A violent, gritty, soulful tribute to the character behind so much of this franchise's enduring popularity.
Tom Glasson
Published on March 01, 2017

Overview

"Joey, there's no living with...with a killing" explains Alan Ladd's character in the 1953 cowboy epic Shane. "There's no going back from it. Right or wrong, it's a brand, a brand that sticks. There's no going back. Now you run on home to your mother and tell her...tell her everything's alright, and there aren't any more guns in the valley".

Twice in Logan we hear this same passage, and it sets the theme for the entire film. Hugh Jackman's Logan, aka Wolverine, is one of modern cinema's greatest tortured souls: a near-invincible soldier of fortune forever seeking memories of better days lost to amnesia, whilst drinking to forget the ones even amnesia refuses to ensnare. Time has been no friend to the man unburdened by it, with lovers long since dead and buried, friends gone the same way, and no new mutants, we learn, born for the past twenty five years. Even his own body is at last breaking down, like an old turbine with grinding parts and blunt, malfunctioning blades. The immortal man is somehow dying, and he can't welcome it quickly enough.

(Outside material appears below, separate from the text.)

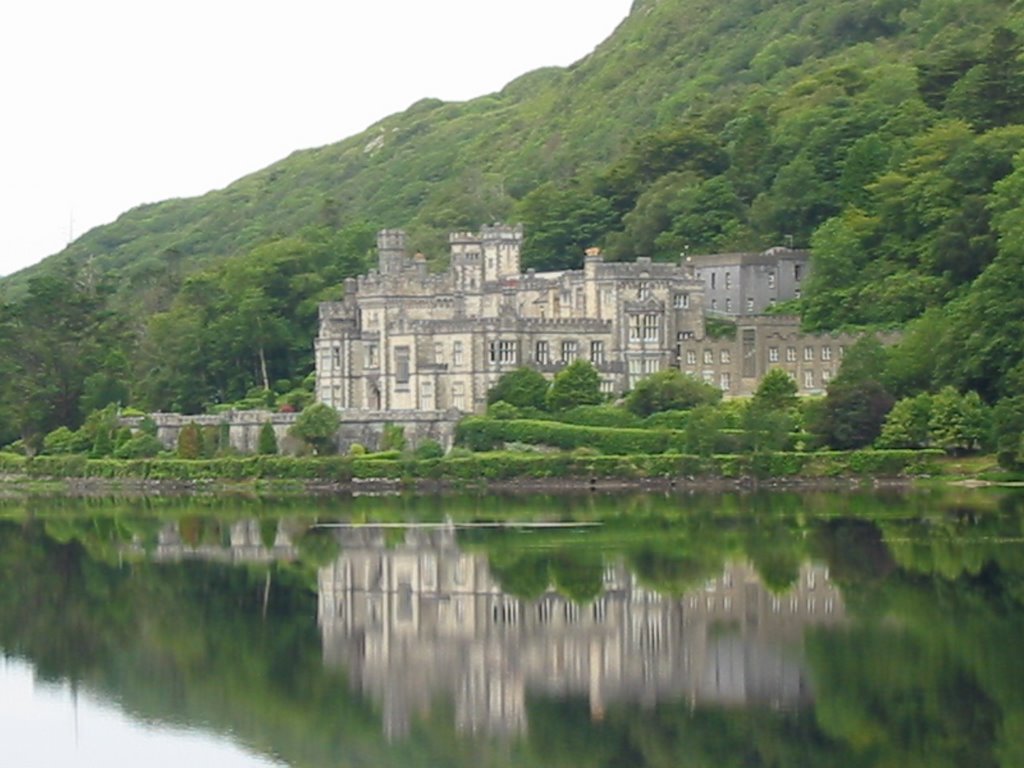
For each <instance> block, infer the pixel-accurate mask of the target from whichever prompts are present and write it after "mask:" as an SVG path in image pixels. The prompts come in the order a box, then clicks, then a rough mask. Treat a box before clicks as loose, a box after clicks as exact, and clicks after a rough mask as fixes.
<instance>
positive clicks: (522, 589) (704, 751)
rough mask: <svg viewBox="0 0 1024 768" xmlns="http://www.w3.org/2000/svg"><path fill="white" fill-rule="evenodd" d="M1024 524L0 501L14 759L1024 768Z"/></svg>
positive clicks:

If it's not already obvious, Logan represents something of a seismic shift for the X-Men franchise – a billion dollar film series that has, until now, consisted largely of family-friendly crowd-pleasers. Ultra-violent and with Scorsese level foul language, Logan at long last unleashes the true, brutal fury of the eponymous beast whose gruesome deeds have, for the past seventeen years, only ever been teased out or implied. Limbs are severed and skulls are skewered with bloody repetition, yet neither the frequency nor the intensity of the violence ever feels gratuitous. This is a dark, gritty and yet soulful production that finally honours the character behind so much of the X-Men saga's enduring popularity.

In the lead roll, Jackman imbues Logan with all the rage, self-loathing and pain befitting a man who's literally seen it all. With greying hair and a weathered face hidden beneath a wild, bushy beard, the actor limps and heaves his way through every scene with palpable discomfort. Alongside him, Patrick Stewart returns as the wheelchair-bound Professor Charles Xavier, now a prisoner to his own failing (yet terrifyingly powerful) mind, the implications of which are brilliantly woven into the script. Stephen Merchant, too, joins the franchise in a wonderfully soulful turn, whilst the film's villains are this time embodied by Narcos' Boyd Holbrook and the ever-reliable Richard E Grant.

Then, finally, there's newcomer Dafne Keen as a young mutant named Laura, and if you've seen the film's trailer you'll likely have already guessed her connection to both this story and its key characters. In the interest of preserving what surprises we can, the less said about Keen the better, except to note that her performance is outstanding and her scenes with Jackman ground the film in a deeply personal way.

This is a bold offering from director James Mangold and an extraordinary conclusion to an otherwise ho-hum trilogy of Wolverine-centric spinoffs (see also: X-Men Origins: Wolverine and The Wolverine). In an age of unending sequels and computer-generated chaos, Logan is a timely reminder that for all of their spectacle, the best superhero films can begin and end with human-driven stories.